CLIMATE CHANGE & BOLIVIA’S CRISIS DROUGHT
by Amy Booth, IRIN
"This should be tremendous, deep. There should be karachi fish and silverside in here," says Abdon Choque Flores, pointing to a shoulder-high tide mark on the long road bridge that crosses the Desaguadero River in Bolivia’s drought-hit Oruro department.
High on the Andean plateau, the Desaguadero used to connect vast Lake Titicaca with smaller Lake Poopó. But the second lake dried up in late 2015 and there is now so little water in the river that the stretch beneath the bridge is completely dry.
Flores lives in nearby Puñaka, a community of Uru people who traditionally made their living on Lake Poopó, fishing and hunting water birds for their meat and eggs.

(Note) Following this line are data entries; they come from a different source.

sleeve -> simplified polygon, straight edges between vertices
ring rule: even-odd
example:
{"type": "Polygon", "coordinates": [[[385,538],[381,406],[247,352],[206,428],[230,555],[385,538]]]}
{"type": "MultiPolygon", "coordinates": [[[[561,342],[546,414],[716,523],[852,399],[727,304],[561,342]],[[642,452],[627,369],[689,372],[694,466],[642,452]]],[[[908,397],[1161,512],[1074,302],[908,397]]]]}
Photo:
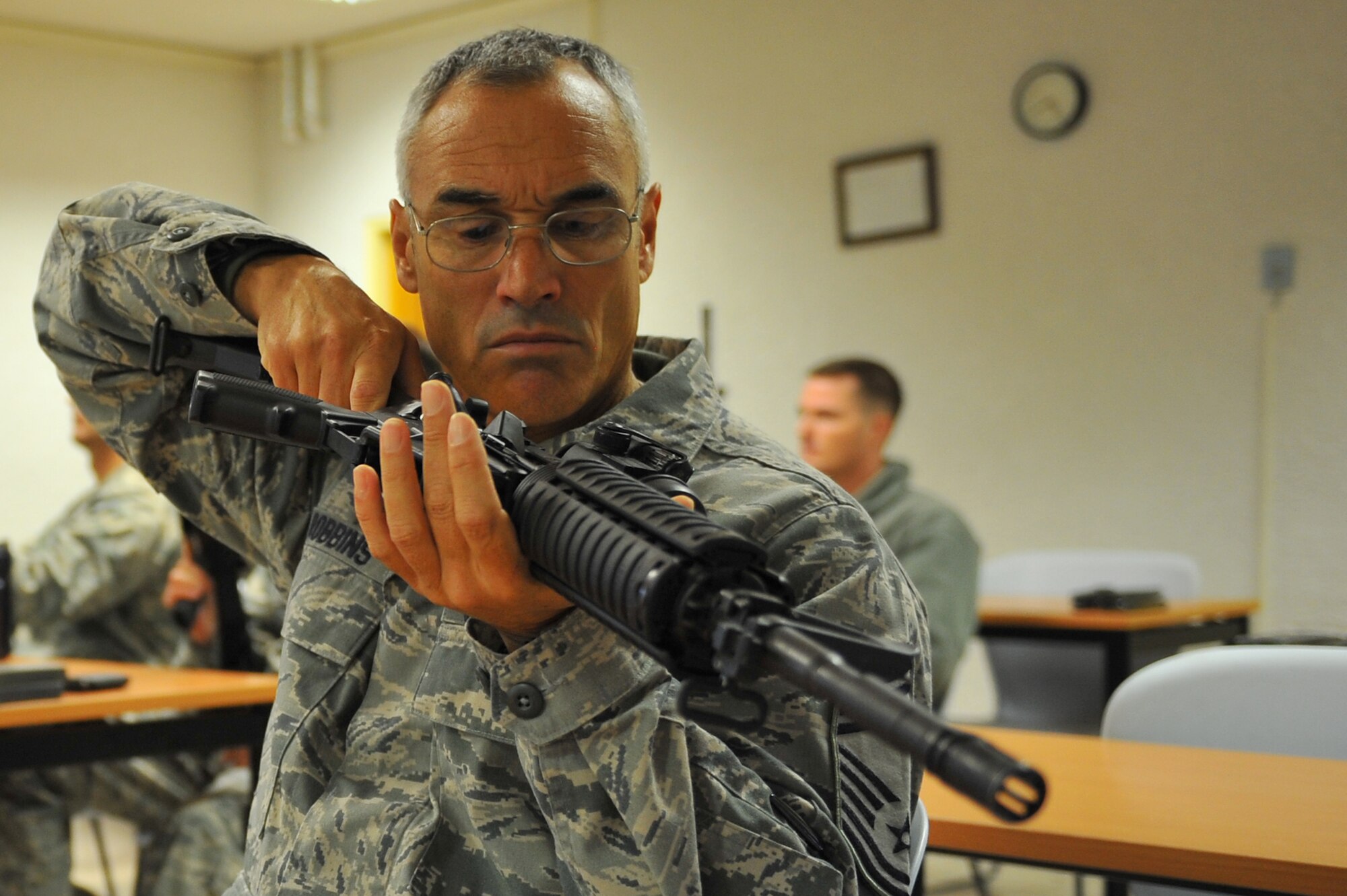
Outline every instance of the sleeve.
{"type": "Polygon", "coordinates": [[[249,239],[288,241],[228,206],[148,184],[114,187],[61,213],[35,323],[63,385],[117,453],[183,515],[288,584],[325,459],[195,426],[187,371],[148,371],[160,316],[195,335],[256,335],[206,257],[213,245],[249,239]]]}
{"type": "Polygon", "coordinates": [[[978,542],[948,509],[902,527],[901,541],[890,544],[925,601],[939,704],[978,624],[978,542]]]}
{"type": "Polygon", "coordinates": [[[144,483],[96,490],[15,554],[15,616],[40,624],[106,613],[162,588],[180,542],[176,511],[144,483]]]}
{"type": "MultiPolygon", "coordinates": [[[[924,647],[911,587],[892,556],[876,549],[878,535],[859,509],[777,514],[768,544],[775,568],[787,570],[797,593],[812,595],[801,612],[924,647]]],[[[536,694],[546,706],[520,717],[506,705],[497,720],[516,737],[579,892],[855,893],[858,874],[874,885],[843,830],[842,737],[822,701],[760,678],[750,686],[769,706],[762,725],[737,733],[694,724],[678,714],[668,673],[582,612],[512,654],[493,654],[481,640],[475,648],[492,693],[536,694]]],[[[916,681],[917,698],[928,701],[924,666],[916,681]]],[[[897,815],[901,826],[919,770],[867,733],[846,737],[882,778],[889,821],[897,815]]],[[[905,892],[905,844],[897,846],[886,844],[885,858],[905,892]]]]}

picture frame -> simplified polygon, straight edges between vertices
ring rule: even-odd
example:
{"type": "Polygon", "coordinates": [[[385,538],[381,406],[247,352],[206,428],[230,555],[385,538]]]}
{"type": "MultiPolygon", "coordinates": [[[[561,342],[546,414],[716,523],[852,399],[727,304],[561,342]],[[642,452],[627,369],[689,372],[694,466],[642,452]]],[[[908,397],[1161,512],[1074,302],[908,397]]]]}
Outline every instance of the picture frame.
{"type": "Polygon", "coordinates": [[[834,178],[843,246],[916,237],[940,227],[933,144],[838,159],[834,178]]]}

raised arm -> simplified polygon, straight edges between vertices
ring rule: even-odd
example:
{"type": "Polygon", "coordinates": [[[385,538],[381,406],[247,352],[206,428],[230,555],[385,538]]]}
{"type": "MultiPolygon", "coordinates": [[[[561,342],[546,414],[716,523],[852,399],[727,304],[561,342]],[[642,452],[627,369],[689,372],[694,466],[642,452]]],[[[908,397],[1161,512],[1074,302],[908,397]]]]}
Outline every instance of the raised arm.
{"type": "Polygon", "coordinates": [[[288,581],[326,461],[191,425],[186,371],[148,371],[160,316],[190,334],[259,336],[283,385],[335,404],[377,405],[395,377],[419,379],[415,340],[311,249],[228,206],[124,184],[61,213],[35,319],[66,389],[185,515],[288,581]],[[380,350],[357,350],[374,331],[380,350]]]}

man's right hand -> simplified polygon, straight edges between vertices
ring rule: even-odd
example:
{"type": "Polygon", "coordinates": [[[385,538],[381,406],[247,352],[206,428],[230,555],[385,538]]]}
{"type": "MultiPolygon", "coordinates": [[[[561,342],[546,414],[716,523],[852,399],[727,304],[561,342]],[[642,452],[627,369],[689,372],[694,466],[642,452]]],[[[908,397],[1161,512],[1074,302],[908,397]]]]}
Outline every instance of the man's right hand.
{"type": "Polygon", "coordinates": [[[238,274],[233,301],[257,324],[261,363],[282,389],[352,410],[385,406],[393,383],[420,391],[416,338],[325,258],[259,258],[238,274]]]}

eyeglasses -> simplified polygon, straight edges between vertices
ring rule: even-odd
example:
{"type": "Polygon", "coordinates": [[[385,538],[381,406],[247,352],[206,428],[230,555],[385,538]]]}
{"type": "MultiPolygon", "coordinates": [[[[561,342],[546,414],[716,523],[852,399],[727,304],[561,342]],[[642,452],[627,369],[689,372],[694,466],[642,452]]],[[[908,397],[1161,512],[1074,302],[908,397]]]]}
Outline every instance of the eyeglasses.
{"type": "Polygon", "coordinates": [[[548,215],[541,223],[512,225],[501,215],[461,215],[440,218],[423,227],[416,211],[407,204],[416,233],[426,238],[426,254],[447,270],[470,273],[498,265],[515,244],[515,231],[535,227],[558,261],[568,265],[601,265],[613,261],[632,245],[632,225],[641,219],[645,194],[636,200],[637,213],[624,209],[567,209],[548,215]]]}

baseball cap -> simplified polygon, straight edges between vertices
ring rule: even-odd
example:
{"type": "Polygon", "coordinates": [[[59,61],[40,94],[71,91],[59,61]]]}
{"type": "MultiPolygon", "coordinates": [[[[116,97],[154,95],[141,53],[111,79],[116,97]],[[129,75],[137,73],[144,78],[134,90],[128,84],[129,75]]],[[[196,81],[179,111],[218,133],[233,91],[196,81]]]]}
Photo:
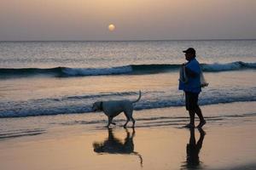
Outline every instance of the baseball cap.
{"type": "Polygon", "coordinates": [[[183,51],[183,53],[190,53],[195,54],[195,50],[193,48],[189,48],[188,49],[183,51]]]}

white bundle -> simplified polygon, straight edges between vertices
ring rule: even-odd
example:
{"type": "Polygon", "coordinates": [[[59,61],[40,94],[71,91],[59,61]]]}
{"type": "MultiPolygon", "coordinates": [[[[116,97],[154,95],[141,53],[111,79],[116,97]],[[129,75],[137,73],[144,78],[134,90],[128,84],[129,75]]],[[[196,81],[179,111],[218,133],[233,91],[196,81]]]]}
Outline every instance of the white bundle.
{"type": "Polygon", "coordinates": [[[188,76],[186,75],[185,66],[180,67],[180,70],[179,70],[179,79],[178,80],[180,82],[183,82],[183,83],[187,83],[188,82],[188,76]]]}

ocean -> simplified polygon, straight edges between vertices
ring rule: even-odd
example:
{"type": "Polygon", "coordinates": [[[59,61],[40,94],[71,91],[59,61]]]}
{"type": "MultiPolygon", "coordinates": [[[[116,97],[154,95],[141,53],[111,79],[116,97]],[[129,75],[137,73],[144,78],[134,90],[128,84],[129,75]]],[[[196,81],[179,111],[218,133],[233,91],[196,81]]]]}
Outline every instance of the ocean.
{"type": "Polygon", "coordinates": [[[256,101],[256,40],[1,42],[0,120],[94,116],[93,102],[136,99],[139,90],[135,111],[183,106],[177,80],[189,47],[209,82],[201,105],[256,101]]]}

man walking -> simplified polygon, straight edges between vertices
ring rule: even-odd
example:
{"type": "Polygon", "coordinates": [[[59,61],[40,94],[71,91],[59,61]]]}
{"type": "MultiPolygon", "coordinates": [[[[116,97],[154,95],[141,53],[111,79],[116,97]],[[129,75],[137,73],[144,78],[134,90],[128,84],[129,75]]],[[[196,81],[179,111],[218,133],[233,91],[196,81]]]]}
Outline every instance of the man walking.
{"type": "Polygon", "coordinates": [[[201,110],[198,105],[198,95],[201,91],[201,67],[199,62],[195,59],[195,50],[189,48],[183,51],[185,53],[187,63],[182,65],[182,76],[179,79],[179,90],[185,93],[186,110],[189,113],[190,122],[186,128],[195,128],[195,115],[196,114],[200,119],[197,128],[201,128],[206,124],[206,121],[202,116],[201,110]]]}

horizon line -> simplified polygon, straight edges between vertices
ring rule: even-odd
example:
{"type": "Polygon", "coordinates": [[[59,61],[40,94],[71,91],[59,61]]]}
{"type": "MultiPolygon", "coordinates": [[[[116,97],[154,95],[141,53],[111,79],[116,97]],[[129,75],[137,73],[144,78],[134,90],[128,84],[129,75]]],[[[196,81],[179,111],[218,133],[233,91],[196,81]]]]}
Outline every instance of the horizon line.
{"type": "Polygon", "coordinates": [[[167,42],[167,41],[255,41],[256,38],[145,39],[145,40],[0,40],[3,42],[167,42]]]}

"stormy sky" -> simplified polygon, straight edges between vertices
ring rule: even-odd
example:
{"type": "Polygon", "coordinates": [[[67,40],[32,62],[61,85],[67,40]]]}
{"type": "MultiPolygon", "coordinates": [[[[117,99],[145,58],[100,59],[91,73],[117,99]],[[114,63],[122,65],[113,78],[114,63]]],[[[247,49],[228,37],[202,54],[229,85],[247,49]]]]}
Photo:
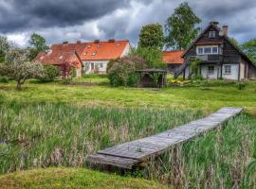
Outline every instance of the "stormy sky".
{"type": "MultiPolygon", "coordinates": [[[[143,25],[164,26],[181,0],[0,0],[0,34],[21,46],[36,32],[48,44],[63,41],[127,39],[137,44],[143,25]]],[[[188,0],[201,27],[229,25],[239,43],[256,37],[255,0],[188,0]]]]}

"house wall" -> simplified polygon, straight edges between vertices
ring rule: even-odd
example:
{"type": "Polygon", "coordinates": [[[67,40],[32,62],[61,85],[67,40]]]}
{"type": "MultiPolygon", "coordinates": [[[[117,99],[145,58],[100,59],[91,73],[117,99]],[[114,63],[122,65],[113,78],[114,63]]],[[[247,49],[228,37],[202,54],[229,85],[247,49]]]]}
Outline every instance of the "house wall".
{"type": "Polygon", "coordinates": [[[218,65],[209,64],[209,65],[201,65],[201,76],[203,78],[210,78],[210,79],[217,79],[218,78],[218,65]],[[214,73],[209,74],[209,66],[214,66],[214,73]]]}
{"type": "Polygon", "coordinates": [[[239,75],[239,63],[230,63],[230,64],[223,64],[222,65],[222,77],[224,79],[231,79],[231,80],[238,80],[239,75]],[[231,74],[225,74],[225,65],[230,65],[231,66],[231,74]]]}
{"type": "Polygon", "coordinates": [[[83,71],[85,72],[85,74],[94,73],[94,71],[96,70],[96,66],[102,63],[102,68],[99,67],[99,73],[104,74],[104,73],[106,73],[106,67],[107,67],[108,61],[109,61],[108,60],[82,60],[83,71]],[[92,63],[94,64],[94,69],[92,67],[92,63]]]}
{"type": "Polygon", "coordinates": [[[248,79],[256,79],[256,68],[248,63],[248,79]]]}

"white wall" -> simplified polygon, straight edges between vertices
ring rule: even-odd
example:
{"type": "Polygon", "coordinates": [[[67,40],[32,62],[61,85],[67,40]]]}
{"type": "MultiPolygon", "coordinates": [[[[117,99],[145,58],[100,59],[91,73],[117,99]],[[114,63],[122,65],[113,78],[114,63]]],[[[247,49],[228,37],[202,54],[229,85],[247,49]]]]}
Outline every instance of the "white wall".
{"type": "Polygon", "coordinates": [[[105,73],[106,72],[106,67],[107,67],[107,63],[108,60],[82,60],[82,64],[83,64],[83,72],[85,72],[85,74],[90,74],[90,73],[94,73],[94,70],[92,70],[91,64],[94,63],[94,69],[96,68],[97,64],[102,63],[103,67],[102,68],[99,68],[99,72],[100,73],[105,73]]]}
{"type": "Polygon", "coordinates": [[[222,66],[222,77],[224,79],[238,80],[239,64],[223,64],[222,66]],[[231,65],[231,74],[226,75],[224,67],[225,65],[231,65]]]}
{"type": "Polygon", "coordinates": [[[218,78],[218,65],[209,64],[209,65],[201,65],[201,76],[203,78],[210,78],[210,79],[217,79],[218,78]],[[214,73],[209,74],[209,66],[214,66],[214,73]]]}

Now, the village looks across an expansive, white plain that stretches as far as the eye can see.
With the Urus’ main source of food gone, along with the lake, many in the community have been forced to leave to find work in nearby towns. The government is providing those left behind with food aid, but it doesn’t come close to plugging the gap. Flores says they chew coca to suppress their appetite.
Lake Poopó was once Bolivia’s second largest lake, after Titicaca. Climate change has melted the Andean glaciers that fed the lake. Water from its tributaries has been diverted for mining and agriculture. But it was the country’s worst drought in 25 years that dried it up completely.